= James G. Haughton =

American physician

James G. Haughton was a veteran public health administrator, serving in numerous capacities across the country, most recently as medical director for the Los Angeles County Department of Health Services from which he retired in 2004 at age 78.

Haughton began his life in the United States as an immigrant student from Panama at Pacific Union College in the Napa Valley from which he graduated in 1948. He attended medical school at The Loma Linda University School of Medicine, where he was the only black student in his class, graduating in 1950. He later earned a masters in public health from Columbia University's School of Public Health.

Completing medical school, Haughton had difficulty finding internships due to widespread discrimination against blacks. "I began to realize that the color of my skin, which had never been a problem for me in Panama ... was a problem for me," he is quoted saying in the Los Angeles Times. In 1951, he was accepted as an intern at Unity Hospital in Brooklyn, New York. The Times reports that "he saw that poor people, who were often black, were more frequently used as 'teaching material' for interns and residents" while he trained at Unity as an obstetrician and gynecologist.

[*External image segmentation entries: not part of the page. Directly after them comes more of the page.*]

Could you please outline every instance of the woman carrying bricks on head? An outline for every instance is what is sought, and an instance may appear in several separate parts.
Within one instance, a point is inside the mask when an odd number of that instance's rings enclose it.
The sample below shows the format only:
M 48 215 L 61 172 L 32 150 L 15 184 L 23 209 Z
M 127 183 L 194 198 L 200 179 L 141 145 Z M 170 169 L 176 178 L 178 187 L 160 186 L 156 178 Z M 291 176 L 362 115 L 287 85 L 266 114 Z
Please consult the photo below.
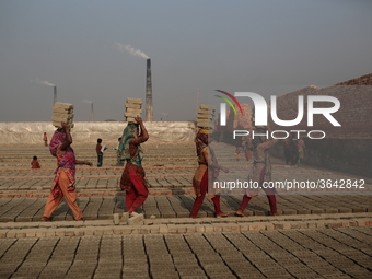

After medical school, Haughton initially entered private practice in obstetrics and later became a medical administrative officer for the United States Navy. His career in public health began in New York City in 1965. In 1967, President Richard Nixon appointed Haughton to Department of Health, Education and Welfare task force overseeing Medicaid. Following his time at New York, Haughton became executive director of the Health and Hospital Governing Commission in Chicago, Illinois in 1971. In this position, he was the highest-paid public official in Illinois with compensation of $60,000 a year.

In 1980, Haughton moved to Los Angeles to run operations at the Charles R. Drew Postgraduate Medical School. He left Los Angeles in 1983 to head the health department in Houston, Texas but returned to Los Angeles in 1987 to become chief of staff for the King/Drew Medical Center.

He became health policy advisor to the Los Angeles County Health Department in 1993 and its medical director in 1996, holding that position until his retirement in 2004.